En application de l'article 35 de la Constitution, c'est le chef de l'État, chef des armées, qui engage les OPEX. Le Parlement doit être informé dans les trois jours, puis en débat quatre mois après, si l'opération se prolonge. Mais une fois donnée, l'autorisation est éternelle et sans ce rapport, nous ne pouvons pas les contrôler. L'enveloppe budgétaire est de 400 millions, mais la réalité est plus proche du milliard. Ces opérations mobilisent des crédits importants et exposent nos troupes : un débat annuel avec le Gouvernement sur leur déroulement s'impose. J'espère que la loi de programmation militaire, votée très largement, permettra de l'organiser.

M. Ladislas Poniatowski.  - Très bien.

M. Christophe Castaner, secrétaire d'État.  - Le bilan des opérations en cours est traditionnellement communiqué sous forme d'audition devant les commissions concernées, pour des raisons que chacun comprendra. La ministre des armées l'a fait devant la commission des affaires étrangères de l'Assemblée nationale le 28 novembre 2017 et devant sa commission de la défense le 8 mars 2018. Elle est toute disposée à venir plancher devant vous à votre convenance.

M. Christian Cambon, président de la commission.  - J'en prends note. Un rapport contient toutefois beaucoup plus d'éléments qu'une audition, mais c'est un premier pas. J'espère une stricte application de la loi de programmation militaire.

M. Alain Milon, président de la commission des affaires sociales .  - Notre commission a vu passer six lois ; 53 des 75 mesures réglementaires attendues ont été prises. Parmi les autres, deux retiennent notre attention. D'abord, les pratiques avancées des professions paramédicales prévues à l'article 119 de la loi de modernisation du système de santé, essentielles pour prendre en charge les patients, notamment dans les déserts médicaux. L'application dépend de négociations délicates ; où en est-on ?

Les arrêtés relatifs au repérage de l'amiante avant travaux sont aussi très attendus, alors que le décret a été pris. C'est un problème de santé publique. Là aussi, où en est-on ? J'attends des réponses précises.
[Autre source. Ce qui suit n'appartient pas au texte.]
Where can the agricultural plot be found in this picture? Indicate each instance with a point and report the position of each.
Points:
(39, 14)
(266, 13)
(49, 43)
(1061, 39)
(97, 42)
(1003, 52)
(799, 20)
M. Christophe Castaner, secrétaire d'État.  - Le déploiement des pratiques avancées fait partie des priorités du Gouvernement. Nous savons, dans les Alpes-de-Haute-Provence comme dans le Vaucluse, combien le sujet est important ! Le Premier ministre a priorisé son application pour les infirmières, avec l'objectif d'une entrée en formation dès la prochaine rentrée universitaire. Les textes d'application - un décret en Conseil d'État et deux arrêtés - devraient être publiés début juillet pour préparer au mieux la rentrée.

Concernant la loi Travail, six arrêtés sont nécessaires pour l'application complète du dispositif de repérage de l'amiante avant travaux. L'entrée en vigueur était prévue au plus tard au 1er octobre 2018 ; ce délai ne sera respecté que dans le domaine des immeubles bâtis, qui représente toutefois 80 % des opérations, environ 20 000 chantiers par an. J'assume les reproches et vous redis notre vigilance.

M. Alain Milon, président de la commission.  - Attention, car les facultés de médecine sont tentées de prendre en charge les écoles d'infirmière, ce n'est pas la solution.

M. Gérard Dériot.  - Très juste !

Mme Catherine Morin-Desailly, présidente de la commission de la culture, de l'éducation et de la communication .  - Notre commission a été saisie de très peu de textes législatifs : sur cinq textes, trois étaient des propositions de loi d'origine sénatoriale. Reste que plus d'un an après leur promulgation, les lois relatives à la sélection en master et à l'éthique du sport ne sont pas encore complètement appliquées. Chacun est conscient des raisons pour lesquelles le Gouvernement s'est attaqué d'abord à l'orientation, mais ne perdons pas de vue la mise en oeuvre de la sélection lors de la poursuite des études.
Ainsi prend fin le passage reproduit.